Doctrine: Contract for Piece-of-work


Facts: Celestino Co & Company is a duly registered general co-partnership doing business
under the trade name of Oriental Sash Factory. From 1946 to 1951 it paid percentage
taxes of 7% on the gross receipts of its sash, door and window factory, in accordance with
sec. 186 of the National Internal Revenue Code which is a tax on the original sales of articles
by manufacturer, producer or importer. However, in 1952 it began to claim only 3% tax
under Sec. 191, which is a tax on sales of services.
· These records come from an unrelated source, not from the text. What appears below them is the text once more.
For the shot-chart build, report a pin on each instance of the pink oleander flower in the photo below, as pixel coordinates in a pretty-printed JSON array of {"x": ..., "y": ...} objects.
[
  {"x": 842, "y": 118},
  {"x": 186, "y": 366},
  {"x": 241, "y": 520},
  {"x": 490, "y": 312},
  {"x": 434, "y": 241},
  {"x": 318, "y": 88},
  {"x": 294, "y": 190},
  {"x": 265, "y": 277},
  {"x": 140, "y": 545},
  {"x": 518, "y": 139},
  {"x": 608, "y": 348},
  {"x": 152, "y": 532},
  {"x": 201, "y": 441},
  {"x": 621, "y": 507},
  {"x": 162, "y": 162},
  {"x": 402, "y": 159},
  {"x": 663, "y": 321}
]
Petitioner claims that it does not
manufacture ready-made doors, sash and windows for the public, but only upon special
orders from the customers, hence, it is not engaged in manufacturing under sec 186, but
only in sales of services covered by sec 191. Having failed to convince BIR, petitioner went
to the Court of Tax Appeal where it also failed. CTA, in its decision, holds that the petitioner
has chosen for its tradename and has offered itself to the public as a Factory, which means
it is out to do business, in its chosen lines on a big scale. As a general rule, sash factories
receive orders for doors and windows of special design only in particular cases but the bulk

of their sales is derived from a ready-made doors and windows of standard sizes for the
average home.. Even if we were to believe petitioners claim that it does not manufacture
ready-made sash, doors and windows for the public and that it makes these articles only
special order of its customers, that does not make it a contractor within the purview of
section 191 of the national Internal Revenue Code there are no less than fifty occupations
enumerated in the aforesaid sectionand after reading carefully each and every one of
them, we cannot find under which the business of manufacturing sash, doors and windows
upon special order of customers fall under the category mentioned under Sec 191.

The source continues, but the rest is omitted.